Mairead proposa de se mettre à l'ouvrage et dès qu’elle toucha le linge, toutes les taches disparurent immédiatement sous sa main. La vieille lavandière n’en croyait pas ses yeux. Elle s’empara de la chemise et la porta au jeune chevalier en lui faisant croire que c'était sa fille qui avait blanchi les chemises.

Le chevalier se décida donc à épouser la fille de la lavandière, au grand dépit de Mairead, car elle était tombée amoureuse de lui dès qu’elle l’aperçut.


Alors Mairead songea à sa pomme, cette pomme qui saurait la délivrer si elle se trouvait dans le plus grand désarroi qu’elle eût jamais rencontré, et en la coupant en deux, elle la vit pleine d'or et de pierres précieuses, les plus riches qu'elle eût jamais vues.

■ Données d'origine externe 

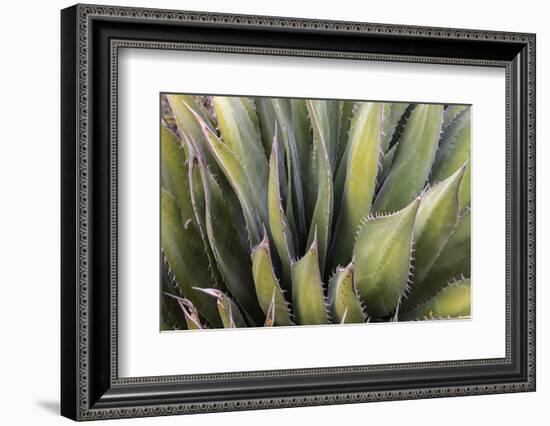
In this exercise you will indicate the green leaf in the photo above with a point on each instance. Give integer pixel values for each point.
(174, 171)
(188, 311)
(451, 302)
(295, 200)
(236, 176)
(190, 118)
(346, 114)
(184, 107)
(308, 300)
(241, 135)
(228, 310)
(413, 160)
(387, 162)
(382, 259)
(321, 222)
(435, 222)
(184, 252)
(280, 230)
(451, 113)
(325, 119)
(452, 263)
(268, 290)
(360, 183)
(232, 257)
(302, 133)
(393, 112)
(171, 313)
(267, 120)
(454, 151)
(344, 302)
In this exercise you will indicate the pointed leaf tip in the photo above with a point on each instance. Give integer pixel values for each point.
(382, 252)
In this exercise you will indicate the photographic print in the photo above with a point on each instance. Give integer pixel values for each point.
(289, 212)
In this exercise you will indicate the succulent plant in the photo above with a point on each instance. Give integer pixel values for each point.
(279, 212)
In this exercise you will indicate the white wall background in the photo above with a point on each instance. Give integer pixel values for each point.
(29, 213)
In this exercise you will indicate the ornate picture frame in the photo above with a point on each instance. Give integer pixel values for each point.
(91, 37)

« Je vous donne toutes ces richesses, dit-elle à la fille de la lavandière, si vous reculez votre mariage d'un jour et que vous me permettez d'entrer seule dans la chambre du jeune chevalier cette nuit.»
La fille accepta, mais la vieille lavandière avait préparé une boisson soporifique, qu'elle donna à boire au chevalier, qui dormit jusqu'au matin.

Pendant cette longue nuit Mairead soupira et chanta:

Sept longues années j'ai servi pour toi
Pour toi la colline de verre j'ai gravi ;
Pour toi la chemise sanglante j'ai blanchi,
Et tu ne veux ni t'éveiller ni te tourner vers moi.

Le lendemain Mairead ouvrit la poire et la trouva pleine de joyaux plus riches que ceux de la pomme. Avec ces joyaux elle acheta la permission de passer une seconde nuit dans la chambre du jeune chevalier; mais la vieille lui donna à boire une boisson soporifique qui le fit dormir jusqu'au matin.

La pauvre Mairead chanta et soupira comme la nuit précédente. Mais le jeune chevalier dormait toujours et elle avait perdu tout espoir.


Le lendemain, le chevalier décida d’aller à la chasse. Alors qu’il montait sur son cheval un palefrenier lui demanda d'où venaient les plaintes qui sortaient de sa chambre les deux nuits précédentes. Il répondit qu'il n'avait rien entendu, mais comme le palefrenier insista il décida de se tenir éveillé pour savoir la cause de ces bruits.

La troisième nuit, Mairead était partagée entre la crainte et l'espoir, elle ouvrit sa prune et la trouva pleine de joyaux plus riches encore. Elle fit le même marché qu'avant et la vieille de son côté porta la boisson soporifique dans la chambre du jeune chevalier . Ce dernier, flairant un piège, répondit qu'il ne la boirait que si elle était sucrée. Et tandis que la vieille lavandière allait chercher du miel pour la sucrer, le chevalier jeta la boisson et déclara à la vieille qui revenait qu'il l'avait finalement bue .

Le chevalier alla se coucher. Et Mairead s’allongea près de lui et chanta:

Sept longues années j'ai servi pour toi
Pour toi la colline de verre j'ai gravi ;
Pour toi la chemise sanglante j'ai blanchi,
Et tu ne veux ni t'éveiller ni te tourner vers moi.

Le chevalier entendit sa complainte et se tourna vers Mairead. Et elle lui raconta ses aventures et il lui raconta les siennes. Il fit chasser la vieille lavandière et sa fille du château. Puis il se marièrent et ils furent heureux jusqu'à ce jour, autant que j'ai pu le savoir.